Ces journalistes de gauche, longtemps sans voix au chapitre, y trouvent l’occasion pour exprimer leurs idées personnelles et font retomber encore une fois, leur chaîne dans la catégorie « presse d’opinion ». Seule Al-Manar, la chaîne endoctrinée du Hezbollah, n’a pas encore franchi le pas vers des emplois multiconfessionnels et reste de ce fait un organe de propagande politico-militaire de l’islamisme chiite.
Quant à Télé Liban, la chaîne officielle de l’État, elle est la plus ancienne au Liban et dans le monde arabe.
Ses émissions, quoique parfois des rediffusions d’anciennes productions, restent des plus décentes en matière de respect du langage (pas d’humour vulgaire) et des règles de déontologie médiatiques (pas de diffamation, pas de conflits ouverts prononcés avec d’autres chaînes, etc).
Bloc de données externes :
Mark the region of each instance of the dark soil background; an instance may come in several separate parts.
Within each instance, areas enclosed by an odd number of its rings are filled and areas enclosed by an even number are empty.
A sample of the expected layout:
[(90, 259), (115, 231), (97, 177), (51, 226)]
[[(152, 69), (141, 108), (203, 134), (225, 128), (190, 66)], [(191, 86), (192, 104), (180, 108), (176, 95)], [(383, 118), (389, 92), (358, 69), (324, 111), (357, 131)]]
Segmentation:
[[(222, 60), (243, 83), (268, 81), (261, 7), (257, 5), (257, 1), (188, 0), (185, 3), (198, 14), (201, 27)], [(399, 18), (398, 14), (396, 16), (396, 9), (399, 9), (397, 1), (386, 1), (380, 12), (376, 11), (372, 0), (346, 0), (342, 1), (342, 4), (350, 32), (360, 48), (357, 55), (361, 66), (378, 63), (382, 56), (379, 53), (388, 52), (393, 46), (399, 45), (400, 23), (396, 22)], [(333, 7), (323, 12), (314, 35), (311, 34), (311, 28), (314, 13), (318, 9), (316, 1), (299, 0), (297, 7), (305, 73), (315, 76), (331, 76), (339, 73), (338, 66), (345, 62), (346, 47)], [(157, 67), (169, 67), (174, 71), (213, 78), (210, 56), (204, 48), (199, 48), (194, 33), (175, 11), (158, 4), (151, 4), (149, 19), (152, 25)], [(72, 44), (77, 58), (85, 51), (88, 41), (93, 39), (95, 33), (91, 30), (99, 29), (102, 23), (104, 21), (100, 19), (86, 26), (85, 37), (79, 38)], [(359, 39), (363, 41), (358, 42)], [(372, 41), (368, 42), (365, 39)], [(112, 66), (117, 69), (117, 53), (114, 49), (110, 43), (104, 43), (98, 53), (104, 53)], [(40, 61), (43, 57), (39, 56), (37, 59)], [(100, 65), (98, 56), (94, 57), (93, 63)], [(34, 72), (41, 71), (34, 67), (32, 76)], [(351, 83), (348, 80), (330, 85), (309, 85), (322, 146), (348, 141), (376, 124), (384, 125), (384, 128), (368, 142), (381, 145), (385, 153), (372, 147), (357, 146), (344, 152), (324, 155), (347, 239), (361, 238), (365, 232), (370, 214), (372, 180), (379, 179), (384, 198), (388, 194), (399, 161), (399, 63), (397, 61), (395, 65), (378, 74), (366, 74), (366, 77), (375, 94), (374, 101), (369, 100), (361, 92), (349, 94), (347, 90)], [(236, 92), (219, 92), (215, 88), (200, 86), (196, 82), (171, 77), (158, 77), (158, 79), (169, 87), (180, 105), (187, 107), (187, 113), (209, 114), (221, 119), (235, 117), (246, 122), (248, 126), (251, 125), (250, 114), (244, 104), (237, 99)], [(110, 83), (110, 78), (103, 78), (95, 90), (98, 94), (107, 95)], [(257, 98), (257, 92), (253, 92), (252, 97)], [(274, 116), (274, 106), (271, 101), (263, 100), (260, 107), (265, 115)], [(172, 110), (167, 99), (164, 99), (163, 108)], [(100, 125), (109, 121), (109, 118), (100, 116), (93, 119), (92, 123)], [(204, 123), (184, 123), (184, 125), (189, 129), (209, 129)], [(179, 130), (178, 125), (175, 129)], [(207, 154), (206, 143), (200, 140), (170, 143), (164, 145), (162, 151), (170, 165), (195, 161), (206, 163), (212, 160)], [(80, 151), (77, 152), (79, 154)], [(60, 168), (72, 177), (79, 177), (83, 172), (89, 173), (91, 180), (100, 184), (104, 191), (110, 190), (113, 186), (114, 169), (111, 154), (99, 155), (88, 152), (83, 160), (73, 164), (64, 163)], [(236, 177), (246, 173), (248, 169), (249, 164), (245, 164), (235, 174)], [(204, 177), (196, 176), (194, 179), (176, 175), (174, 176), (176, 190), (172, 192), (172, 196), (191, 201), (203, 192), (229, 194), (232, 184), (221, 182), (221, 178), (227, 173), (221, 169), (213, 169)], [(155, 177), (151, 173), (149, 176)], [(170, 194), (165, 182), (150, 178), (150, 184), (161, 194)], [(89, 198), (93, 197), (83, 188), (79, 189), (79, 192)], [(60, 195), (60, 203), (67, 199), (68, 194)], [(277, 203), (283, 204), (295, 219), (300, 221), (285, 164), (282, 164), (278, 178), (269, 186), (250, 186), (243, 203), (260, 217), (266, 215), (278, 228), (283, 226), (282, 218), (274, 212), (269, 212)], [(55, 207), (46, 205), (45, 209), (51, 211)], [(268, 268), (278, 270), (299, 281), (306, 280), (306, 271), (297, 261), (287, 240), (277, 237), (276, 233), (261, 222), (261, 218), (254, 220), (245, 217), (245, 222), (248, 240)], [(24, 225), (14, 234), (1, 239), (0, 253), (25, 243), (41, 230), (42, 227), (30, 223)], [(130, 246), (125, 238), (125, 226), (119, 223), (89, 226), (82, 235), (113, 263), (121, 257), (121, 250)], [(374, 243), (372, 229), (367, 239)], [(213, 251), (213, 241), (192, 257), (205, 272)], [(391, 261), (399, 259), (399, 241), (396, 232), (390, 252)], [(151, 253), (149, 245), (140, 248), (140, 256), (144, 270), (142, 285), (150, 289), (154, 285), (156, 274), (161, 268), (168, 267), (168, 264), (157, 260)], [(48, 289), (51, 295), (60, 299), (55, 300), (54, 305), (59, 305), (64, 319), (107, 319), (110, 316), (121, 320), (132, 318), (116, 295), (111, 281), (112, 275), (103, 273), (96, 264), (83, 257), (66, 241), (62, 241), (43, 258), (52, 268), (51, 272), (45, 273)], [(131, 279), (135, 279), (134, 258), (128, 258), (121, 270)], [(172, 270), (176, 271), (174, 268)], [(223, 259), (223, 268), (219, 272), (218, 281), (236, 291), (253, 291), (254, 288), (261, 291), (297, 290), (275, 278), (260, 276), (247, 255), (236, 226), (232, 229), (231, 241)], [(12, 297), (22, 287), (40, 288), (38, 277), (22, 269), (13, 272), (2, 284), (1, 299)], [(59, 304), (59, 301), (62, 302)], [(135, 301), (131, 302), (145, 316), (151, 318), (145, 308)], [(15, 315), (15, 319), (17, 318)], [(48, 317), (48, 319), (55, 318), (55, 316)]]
Elle diffuse l’unique émission intellectuelle au Liban : Al Tahaddi Al-Kabir, où des élèves de diverses écoles font compétition en répondant à des questions de culture générale thématique.
Fait à déplorer, les chaînes libanaises diffusent rarement des documentaires et s’attèlent à satisfaire le goût des masses. On note par exemple l’absence de tout documentaire sur la LBC.
Enfin, on assiste à une marche vers l’occidentalisation de la télévision libanaise.
Cette tendance qui commence avec la fin de la guerre civile (1990) et qui s’accélère de nos jours est aussi le reflet de la mentalité du Libanais et de son ouverture à la mondialisation. Les chaînes libanaises restent pour la plupart la propriété de « grandes familles » et de magnats industriels, ou de partis politiques aux doctrines rigides et immuables, ce qui les range dans le journalisme d’opinion.
Finalement, ce qu’on s’attend de la télévision au Liban, c’est de mieux ouvrir leurs yeux aux règles de la déontologie, de moins dénigrer l’État, voire de le construire et protéger son image, de diffuser les bonnes valeurs de la société, les bonnes conduites de bienséance, les pratiques environnementales (tri des déchets par exemple), le respect de l’autre et de sa liberté, et le respect de l’ordre public.